Lowell, Massachusetts, 1990. Trou perdu, banlieue triste de Boston et visage fatigué, usé d’une Amérique à l’abandon (chômage, précarité, drogue). C’est de ce terreau faillible que Micky Ward, boxeur sans triomphe, va s’élever comme il peut vers une reconnaissance méritée (champion du monde WBU en 2000). Mais Fighter propose davantage qu’une success story typiquement américaine et qu’une immersion dans le milieu de la boxe ; il est aussi le portrait émouvant d’un attachement complexe entre deux frères soudés l’un à l’autre par un indéfectible amour fraternel, un amour de la boxe aussi et une co-dépendance puissante, mais destructrice.
Chacun a besoin de l’autre, humainement, professionnellement, et de façon différente : le premier frère, Dicky, est une gloire passée vivant le succès par procuration, réfugié dans ses souvenirs et la fumée du crack. Le deuxième, Micky, est une gloire en devenir qui devra s’affranchir des liens du sang pour, au moins, arriver à croire en lui. On pense évidemment à Rocky, à Raging bull et même à The wrestler, à cet aspect brut et franc du poing qui entremêle passion féroce d’un sport, vie privée dysfonctionnelle et réalité économique et sociale défaillante. Si le film affronte un quotidien peu reluisant (c’est l’Amérique white trash dans toute sa splendeur, pathétique et presque terrifiante), il est cependant emprunt d’un peu d’humour, d’émotions (les premiers pas balbutiants de la relation amoureuse entre Charlene et Micky, Dicky et sa mère chantant dans la voiture, la querelle au retour de prison de Dicky...) et très souvent de tendresse pour des personnages à moitié cabossés (résignés) par une vie dure et en dents de scie.
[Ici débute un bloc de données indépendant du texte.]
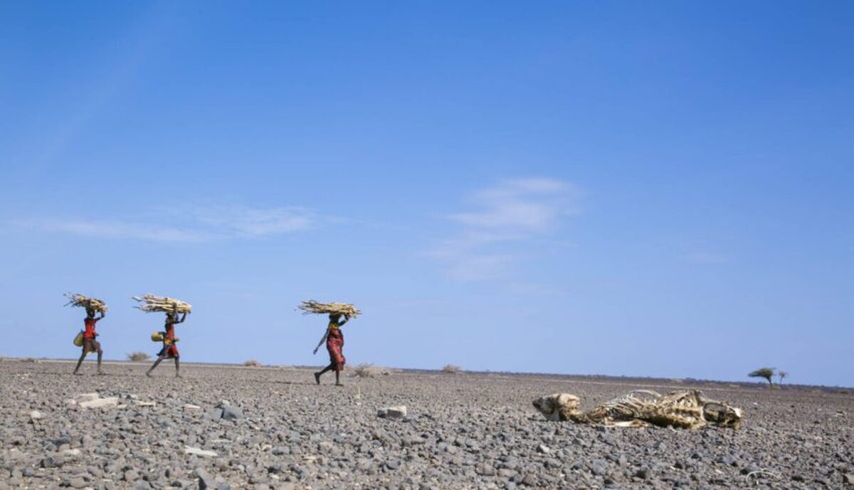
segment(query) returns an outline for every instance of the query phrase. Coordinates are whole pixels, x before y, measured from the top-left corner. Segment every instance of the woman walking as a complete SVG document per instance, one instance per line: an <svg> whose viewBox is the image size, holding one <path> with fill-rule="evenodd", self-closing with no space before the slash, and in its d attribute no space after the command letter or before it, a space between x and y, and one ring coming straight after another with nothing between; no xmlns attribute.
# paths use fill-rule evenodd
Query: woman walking
<svg viewBox="0 0 854 490"><path fill-rule="evenodd" d="M184 320L187 319L187 313L184 312L181 315L181 319L178 319L178 306L176 305L173 312L167 312L166 314L166 333L163 335L163 348L161 352L157 353L157 360L155 364L146 371L145 376L151 377L151 371L155 370L163 359L175 359L175 377L181 377L181 365L178 361L180 355L178 353L178 346L175 342L178 339L175 338L175 325L178 324L183 324Z"/></svg>
<svg viewBox="0 0 854 490"><path fill-rule="evenodd" d="M83 320L83 325L85 329L83 331L83 352L80 353L80 359L77 359L77 367L74 368L73 372L77 376L81 374L78 371L80 370L83 359L86 359L86 354L89 353L98 353L98 374L103 374L103 371L101 370L101 358L104 353L101 350L101 342L96 340L98 334L95 332L95 324L104 319L104 316L106 315L103 310L101 310L99 312L101 316L96 318L95 310L86 308L86 318Z"/></svg>
<svg viewBox="0 0 854 490"><path fill-rule="evenodd" d="M342 352L344 348L344 335L341 332L341 327L350 320L350 316L344 314L343 321L341 321L341 313L329 314L329 325L326 327L326 333L320 339L318 347L314 347L314 353L318 353L320 346L326 342L326 350L329 351L329 365L325 367L323 370L314 373L314 381L318 384L320 384L320 376L325 372L335 370L335 385L343 386L341 384L341 370L344 369L346 359L343 352Z"/></svg>

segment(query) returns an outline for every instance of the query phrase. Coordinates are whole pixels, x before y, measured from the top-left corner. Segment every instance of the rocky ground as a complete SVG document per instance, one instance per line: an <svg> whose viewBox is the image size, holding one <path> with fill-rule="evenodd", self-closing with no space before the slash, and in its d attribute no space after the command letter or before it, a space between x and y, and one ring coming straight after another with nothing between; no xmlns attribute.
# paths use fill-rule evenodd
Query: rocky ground
<svg viewBox="0 0 854 490"><path fill-rule="evenodd" d="M854 487L845 393L704 384L745 423L681 431L547 422L531 406L688 386L674 382L393 372L339 388L297 369L72 368L0 363L0 489ZM377 415L401 405L405 417Z"/></svg>

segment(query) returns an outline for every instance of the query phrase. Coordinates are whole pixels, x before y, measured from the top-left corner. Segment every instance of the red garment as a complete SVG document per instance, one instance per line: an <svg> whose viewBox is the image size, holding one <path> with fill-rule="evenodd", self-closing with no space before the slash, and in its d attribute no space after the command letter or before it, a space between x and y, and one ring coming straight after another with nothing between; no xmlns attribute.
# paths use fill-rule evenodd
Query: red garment
<svg viewBox="0 0 854 490"><path fill-rule="evenodd" d="M330 329L329 335L326 335L326 350L329 351L329 362L336 370L344 369L344 354L342 349L344 347L344 334L341 333L341 329Z"/></svg>
<svg viewBox="0 0 854 490"><path fill-rule="evenodd" d="M174 340L175 340L175 324L167 324L166 336L163 337L163 348L161 349L161 352L158 353L157 356L160 357L165 355L167 358L169 359L178 357L178 346L175 345L175 342L173 341Z"/></svg>
<svg viewBox="0 0 854 490"><path fill-rule="evenodd" d="M83 332L83 338L95 338L95 324L97 324L100 319L101 318L85 318L83 320L83 324L86 327L86 330Z"/></svg>

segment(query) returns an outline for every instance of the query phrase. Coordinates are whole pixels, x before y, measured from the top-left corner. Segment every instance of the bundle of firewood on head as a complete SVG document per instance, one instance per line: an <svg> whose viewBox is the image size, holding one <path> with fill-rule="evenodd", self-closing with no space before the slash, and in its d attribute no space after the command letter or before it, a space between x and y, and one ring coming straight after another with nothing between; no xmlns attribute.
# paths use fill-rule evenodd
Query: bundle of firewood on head
<svg viewBox="0 0 854 490"><path fill-rule="evenodd" d="M167 298L166 296L143 295L142 297L134 296L133 299L142 303L134 307L146 313L152 312L161 313L189 313L193 308L190 303L185 303L181 300L174 298Z"/></svg>
<svg viewBox="0 0 854 490"><path fill-rule="evenodd" d="M307 315L309 313L328 313L334 315L345 315L351 318L354 318L362 314L361 312L357 310L355 306L349 303L321 303L320 301L315 301L314 300L308 300L302 301L302 304L297 307L302 310L303 315Z"/></svg>
<svg viewBox="0 0 854 490"><path fill-rule="evenodd" d="M79 306L85 308L86 311L91 310L93 312L100 312L102 313L107 312L107 303L105 303L102 300L90 298L89 296L80 295L79 293L66 293L63 295L66 298L68 298L68 302L65 304L66 306Z"/></svg>

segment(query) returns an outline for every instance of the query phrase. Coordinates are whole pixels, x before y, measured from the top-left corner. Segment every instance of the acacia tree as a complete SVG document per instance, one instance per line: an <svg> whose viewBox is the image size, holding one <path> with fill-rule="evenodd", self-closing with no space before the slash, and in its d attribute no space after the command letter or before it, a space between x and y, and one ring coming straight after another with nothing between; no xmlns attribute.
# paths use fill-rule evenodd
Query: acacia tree
<svg viewBox="0 0 854 490"><path fill-rule="evenodd" d="M776 368L759 368L755 371L749 373L747 376L750 377L763 377L768 381L768 386L770 387L773 383L771 382L771 378L774 377L774 370Z"/></svg>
Il évoque également l’enfermement filial, le poids familial (sept sœurs pataudes et une mère étouffante, infernale) qui pèsent parfois de trop dans l’envie de s’épanouir personnellement, de parvenir à s’affirmer dans ses exploits et même dans ses échecs. Si le rythme, la dynamique du film pêchent par un manque d’originalité pas complètement négligeable (exposition, déchéance, rédemption puis, enfin, réussite), Fighter affiche quand même une belle énergie électrique qui captive sur sa durée et que l’on retrouve, évidemment, lors des combats sur le ring et dans les cordes, filmés avec une précision et un réalisme saisissants (le dernier match, contre Shea Neary, est remarquable et a été reproduit pratiquement à l’identique).
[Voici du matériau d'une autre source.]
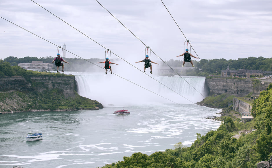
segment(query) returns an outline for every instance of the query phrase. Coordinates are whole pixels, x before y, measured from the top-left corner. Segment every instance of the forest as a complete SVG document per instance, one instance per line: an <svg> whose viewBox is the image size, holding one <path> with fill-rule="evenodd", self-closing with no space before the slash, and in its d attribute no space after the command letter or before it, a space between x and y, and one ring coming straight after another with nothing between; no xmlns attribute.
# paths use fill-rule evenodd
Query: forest
<svg viewBox="0 0 272 168"><path fill-rule="evenodd" d="M17 58L16 57L9 56L4 59L4 62L8 62L11 65L17 65L18 63L31 63L32 61L42 61L44 63L51 63L54 57L51 56L38 58L36 57L25 57ZM104 59L91 58L84 60L81 58L63 58L70 63L69 66L65 66L65 70L68 71L93 72L97 70L97 67L93 64L98 62L104 61ZM170 67L181 67L183 61L171 59L164 62L161 61L158 62L160 65L167 66L165 63ZM264 58L262 56L258 58L252 57L247 58L239 58L237 60L227 60L224 59L208 60L202 59L201 61L193 60L194 65L198 68L195 68L193 71L188 71L186 75L191 76L207 76L209 75L220 75L221 70L227 69L228 66L231 70L238 70L240 69L254 70L262 71L272 71L272 58ZM185 63L185 66L191 66L189 63ZM56 66L54 68L56 69ZM201 72L199 68L203 70Z"/></svg>
<svg viewBox="0 0 272 168"><path fill-rule="evenodd" d="M8 62L0 60L0 78L4 76L19 76L23 77L29 83L31 88L29 91L11 90L9 92L0 92L1 112L28 111L31 109L56 110L78 110L87 109L97 109L96 106L103 108L103 106L96 101L90 100L79 95L74 91L74 97L66 97L63 89L57 88L51 90L45 90L39 92L35 89L31 78L35 76L64 76L67 75L50 72L39 72L28 71L17 66L11 66ZM6 91L7 89L5 90ZM58 96L56 96L58 95ZM17 104L7 103L9 101L19 102ZM58 102L58 103L56 103ZM16 104L16 105L15 105ZM8 107L5 108L4 106ZM15 106L17 107L15 108Z"/></svg>

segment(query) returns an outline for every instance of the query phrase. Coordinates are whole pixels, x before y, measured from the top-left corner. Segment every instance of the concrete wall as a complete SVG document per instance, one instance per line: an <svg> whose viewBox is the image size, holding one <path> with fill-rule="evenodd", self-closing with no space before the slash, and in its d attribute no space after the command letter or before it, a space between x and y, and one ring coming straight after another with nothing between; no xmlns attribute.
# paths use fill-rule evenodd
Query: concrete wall
<svg viewBox="0 0 272 168"><path fill-rule="evenodd" d="M234 97L232 101L233 109L242 114L243 112L251 112L252 106L247 103Z"/></svg>
<svg viewBox="0 0 272 168"><path fill-rule="evenodd" d="M260 93L266 90L271 81L260 81L258 85L254 84L254 79L235 79L214 77L206 78L205 85L208 88L209 96L218 93L229 93L242 97L252 93L253 96L258 96ZM255 83L256 83L256 82Z"/></svg>

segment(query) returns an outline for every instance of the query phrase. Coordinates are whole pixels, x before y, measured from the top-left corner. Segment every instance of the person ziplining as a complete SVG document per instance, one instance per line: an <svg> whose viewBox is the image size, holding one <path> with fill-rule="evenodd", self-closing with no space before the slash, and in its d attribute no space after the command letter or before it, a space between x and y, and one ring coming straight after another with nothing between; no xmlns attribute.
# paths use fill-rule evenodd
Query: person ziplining
<svg viewBox="0 0 272 168"><path fill-rule="evenodd" d="M105 57L106 57L106 61L104 62L99 62L96 63L105 63L105 66L104 66L104 67L105 68L105 69L106 69L106 74L108 74L108 73L107 73L107 70L109 69L110 70L111 70L111 73L112 74L112 71L111 71L111 64L115 64L116 65L118 65L117 64L116 64L115 63L111 62L110 61L110 59L109 59L109 58L107 58L107 57L108 56L108 52L109 51L110 52L110 59L111 59L111 50L109 50L109 49L108 49L107 50L106 50L106 51L105 51Z"/></svg>
<svg viewBox="0 0 272 168"><path fill-rule="evenodd" d="M58 53L58 54L57 54L57 56L55 58L55 59L54 59L54 60L53 60L53 61L52 62L52 63L53 63L54 62L54 61L55 61L55 65L57 67L57 72L58 73L58 67L59 67L60 66L62 66L62 70L61 71L61 72L64 72L64 71L63 71L64 69L64 65L63 64L63 63L62 63L63 62L68 64L70 63L69 62L63 60L63 59L60 57L60 54L58 53L58 52L59 51L59 49L60 48L61 48L61 47L60 46L59 47L58 47L57 48L57 52Z"/></svg>
<svg viewBox="0 0 272 168"><path fill-rule="evenodd" d="M150 53L149 54L149 55L151 55L151 48L150 48L149 47L148 47L146 48L145 49L145 51L147 49L147 52L146 52L146 58L144 59L142 61L140 61L138 62L137 62L135 63L138 63L139 62L144 62L144 72L146 72L146 69L150 67L150 73L151 74L152 73L152 65L150 63L153 63L159 65L159 64L155 62L154 62L152 61L151 61L150 60L150 58L149 59L148 59L148 49L149 48L150 49Z"/></svg>
<svg viewBox="0 0 272 168"><path fill-rule="evenodd" d="M188 48L188 43L190 41L189 41L189 40L188 40L187 41L185 41L185 42L186 42L186 41L187 41L187 48L186 48L186 49L185 49L185 52L183 54L181 54L181 55L179 55L178 56L177 56L177 57L180 56L183 56L183 55L184 56L184 58L183 59L183 63L182 64L183 67L184 66L184 64L185 64L185 62L191 63L191 64L192 65L192 67L194 67L194 64L193 63L193 61L192 61L192 59L191 58L191 57L192 56L194 58L195 58L197 59L199 59L199 58L194 56L193 55L191 54L191 53L189 52L189 50ZM185 42L184 42L184 48L185 48ZM190 44L190 47L191 47ZM191 50L191 49L190 48L190 50Z"/></svg>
Christian Bale et Mark Wahlberg, eux, se sont littéralement coulés dans leur rôle (Bale en particulier, toujours à la limite du cabotinage) et leur interprétation est l’un des atouts marquants du film (Melissa Leo et Amy Adams sont, elle aussi, éblouissantes), en plus d’une mise en scène alerte qui ne cherche jamais la démonstration. Œuvre simple et sincère, Fighter abaisse sa garde formaliste pour mieux aller cueillir un genre d’essentiel, celui d’une touchante aspiration et d’une victoire sur la déveine.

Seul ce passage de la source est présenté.